Fajri Selesai; Belum untuk Gilang

116 21 5
                                    

1 Minggu Kemudian (Setelah Persidangan)

Pukul 09.00+

Kelas B Jurusan Bahasa dan Sastra Indonesia

"Ada beberapa unsur yang perlu diketahui sebelum kita melakukan telaah eh... tentang bagaimanakah hubungan antara kepribadian dan karya sastra, nah, yang pertama, kita perlu mengamati bagaimana si pengarang menjelaskan... karyanya, uhuk!!"

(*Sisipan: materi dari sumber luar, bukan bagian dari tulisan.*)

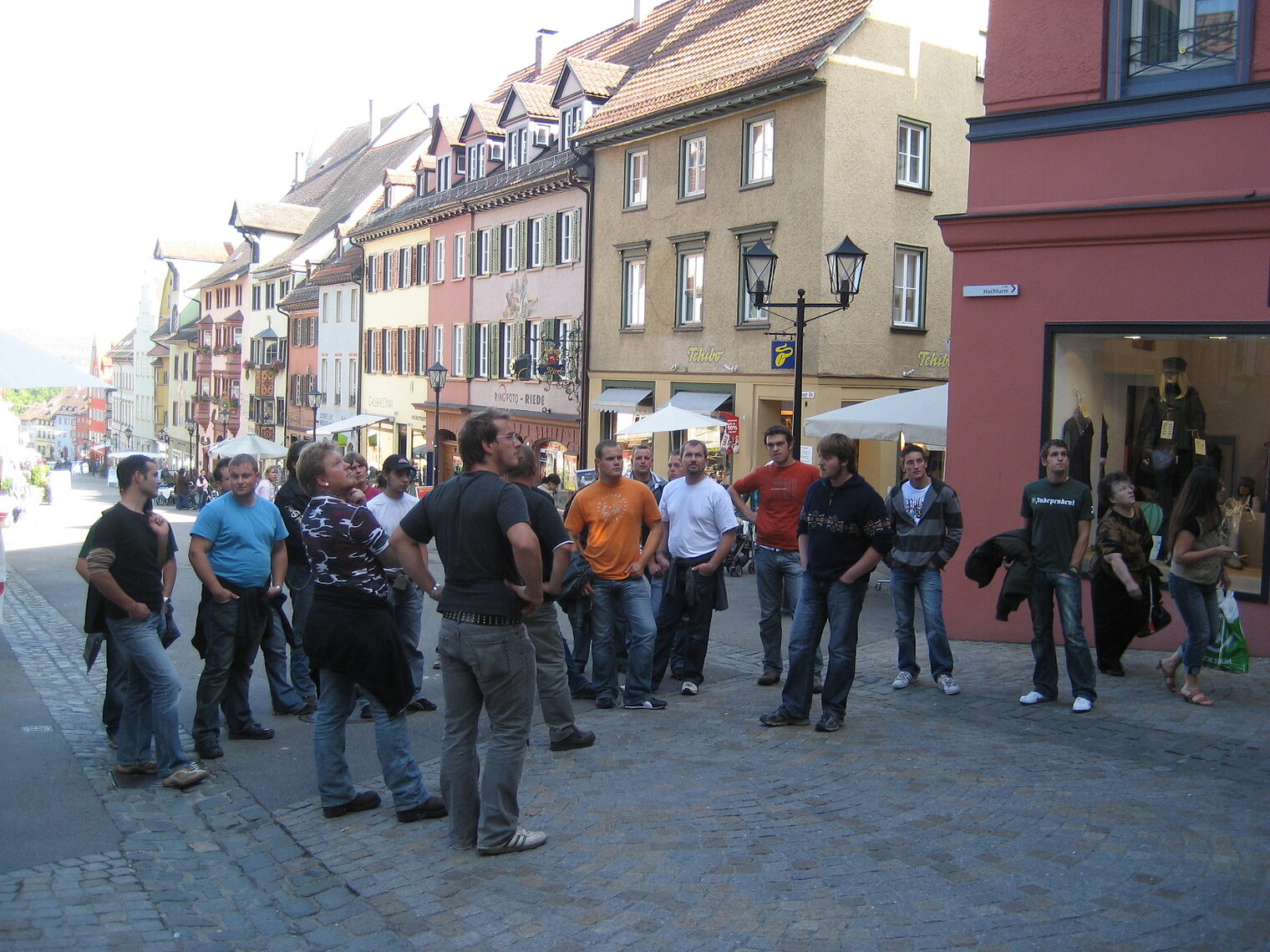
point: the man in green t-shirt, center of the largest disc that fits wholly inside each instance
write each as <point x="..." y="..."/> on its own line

Dosen mata kuliah Psikologi Sastra tersebut memang sudah meginjak usia sepuh. Dengan pelan, beliau menjelaskan materi yang dibawakannya, juga dengan suara yang lirih dan seraya sering terbatuk-batuk. Meski begitu, tak ada satupun mahasiswa yang merajuk bahkan jika sekalipun menunjukkannya dengan gestur. Semua yang ada di kelas menyimak dengan baik-baik, seolah benar-benar haus akan pengetahuan dari mata kuliah ini.

"Nah... dalam hal ini, kita membutuhkan penelusuran terhadap lingkungan, kehidupan dan kualitas nalar dari sang pengarang tersebut.."

Gilang mulai menulis daftar pertanyaan yang akan ia kemukakan pada dosennya, tetapi setelah ia secara tak sengaja memerhatikan lengan jas almamaternya, secara tiba-tiba ia teringat... ia harus memberikan jas almamter baru kepada mantan bocah awasannya.

*****

Asrama 9

Twice dihajar habis-habisan oleh beberapa mahasiswa keamanan FH, suara pukulan maupun tendangan terhadap tubuh yang dihajar benar-benar terdengar mengilukan, darah mengucur dari hidung dan mulutnya, satu biji gigi geraham terlepas dan jatuh ke lantai. Twice sebenarnya merupakan tahanan asrama, ia keluar dari penahanan atas permintaan beberapa orang yang berpura-pura sebagai rekan dekat yang ingin menjenguknya. Namun siapa sangka, itu terdapat motif balas dendam akibat Twice menjadi saksi lawan di persidangan, dan mereka--- para keamanan yang berpura-pura itu--- adalah saksi dari kubu lawan Fajri yang kini ikut-ikutan diperiksa. Dan kini para anggota keamanan yang menyamar tersebut, beserta Twice, berada di koridor belakang pojok di lantai dua bangunan asrama sembilan.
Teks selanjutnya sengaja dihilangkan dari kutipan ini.